Metadata-Version: 2.4
Name: usecasen
Version: 1.0.0
Summary: Modern Python library for downloading and analyzing Chilean CASEN survey data
Home-page: https://github.com/MaykolMedrano/usecasen
Author: Maykol Medrano
Author-email: mmedrano2@uc.cl
License: MIT
Project-URL: Bug Tracker, https://github.com/MaykolMedrano/usecasen/issues
Project-URL: Documentation, https://github.com/MaykolMedrano/usecasen#readme
Project-URL: Source Code, https://github.com/MaykolMedrano/usecasen
Keywords: casen,chile,survey,socioeconomic,data,statistics,stata,research
Classifier: Development Status :: 4 - Beta
Classifier: Intended Audience :: Science/Research
Classifier: Intended Audience :: Developers
Classifier: Topic :: Scientific/Engineering :: Information Analysis
Classifier: Topic :: Sociology
Classifier: License :: OSI Approved :: MIT License
Classifier: Programming Language :: Python :: 3
Classifier: Programming Language :: Python :: 3.8
Classifier: Programming Language :: Python :: 3.9
Classifier: Programming Language :: Python :: 3.10
Classifier: Programming Language :: Python :: 3.11
Classifier: Programming Language :: Python :: 3.12
Classifier: Operating System :: OS Independent
Requires-Python: >=3.8
Description-Content-Type: text/markdown
License-File: LICENSE
Requires-Dist: pandas>=1.3.0
Requires-Dist: requests>=2.25.0
Requires-Dist: beautifulsoup4>=4.9.0
Requires-Dist: tqdm>=4.60.0
Requires-Dist: pyreadstat>=1.2.7
Provides-Extra: stata
Provides-Extra: dev
Requires-Dist: pytest>=7.0.0; extra == "dev"
Requires-Dist: pytest-cov>=3.0.0; extra == "dev"
Requires-Dist: black>=22.0.0; extra == "dev"
Requires-Dist: flake8>=4.0.0; extra == "dev"
Dynamic: author
Dynamic: author-email
Dynamic: classifier
Dynamic: description
Dynamic: description-content-type
Dynamic: home-page
Dynamic: keywords
Dynamic: license
Dynamic: license-file
Dynamic: project-url
Dynamic: provides-extra
Dynamic: requires-dist
Dynamic: requires-python
Dynamic: summary

# usecasen

**Python Library for CASEN Survey Analysis (Chile)**

[![License: MIT](https://img.shields.io/badge/License-MIT-yellow.svg)](https://opensource.org/licenses/MIT)
[![Python](https://img.shields.io/badge/Python-3.8%2B-blue)](https://www.python.org/)
[![Version](https://img.shields.io/badge/version-1.0.0-blue.svg)](https://github.com/MaykolMedrano/usecasen)

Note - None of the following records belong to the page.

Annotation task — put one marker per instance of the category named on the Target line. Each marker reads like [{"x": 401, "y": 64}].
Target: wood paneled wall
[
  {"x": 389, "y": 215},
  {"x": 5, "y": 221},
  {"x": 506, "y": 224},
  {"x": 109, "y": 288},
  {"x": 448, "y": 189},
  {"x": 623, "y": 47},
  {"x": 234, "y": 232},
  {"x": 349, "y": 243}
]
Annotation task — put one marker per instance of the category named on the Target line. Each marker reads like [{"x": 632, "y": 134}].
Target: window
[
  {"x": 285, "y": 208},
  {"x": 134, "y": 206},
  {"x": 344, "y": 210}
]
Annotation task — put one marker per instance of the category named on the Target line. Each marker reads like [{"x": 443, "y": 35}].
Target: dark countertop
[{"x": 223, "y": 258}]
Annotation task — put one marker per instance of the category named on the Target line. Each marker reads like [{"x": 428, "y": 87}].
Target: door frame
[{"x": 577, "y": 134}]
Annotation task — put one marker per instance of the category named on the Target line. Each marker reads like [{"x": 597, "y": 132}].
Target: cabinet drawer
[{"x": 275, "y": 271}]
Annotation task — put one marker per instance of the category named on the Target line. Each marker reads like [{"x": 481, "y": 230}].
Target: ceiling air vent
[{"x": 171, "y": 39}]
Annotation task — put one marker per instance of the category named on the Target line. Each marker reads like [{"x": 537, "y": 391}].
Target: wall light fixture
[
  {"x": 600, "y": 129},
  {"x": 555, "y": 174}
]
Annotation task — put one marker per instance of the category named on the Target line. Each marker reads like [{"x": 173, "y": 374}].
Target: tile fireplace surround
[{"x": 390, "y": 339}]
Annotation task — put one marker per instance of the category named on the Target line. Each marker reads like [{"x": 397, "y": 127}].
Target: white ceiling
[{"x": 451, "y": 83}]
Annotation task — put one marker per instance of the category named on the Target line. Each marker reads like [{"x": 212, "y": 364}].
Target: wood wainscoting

> Professional Python library for downloading and analyzing data from Chile's CASEN Survey (Encuesta de Caracterización Socioeconómica Nacional). Features 100% in-memory operations, intelligent file scoring, and Stata 17+ integration.

**Author**: Maykol Medrano | **Email**: mmedrano2@uc.cl | **GitHub**: [@MaykolMedrano](https://github.com/MaykolMedrano)

---

## Features

- **100% In-Memory**: Download and decompress without disk I/O
- **Intelligent Scoring**: Smart file detection ported from MATA
- **Stata Integration**: Vectorized injection (100x faster than loops)
- **Variable Search**: Efficient search without loading full datasets
- **Codebook Access**: Automatic value label extraction
- **Cache System**: Instant searches after first download
- **Cross-Platform**: Windows, macOS, Linux compatible

---

## Installation

### PyPI (Recommended)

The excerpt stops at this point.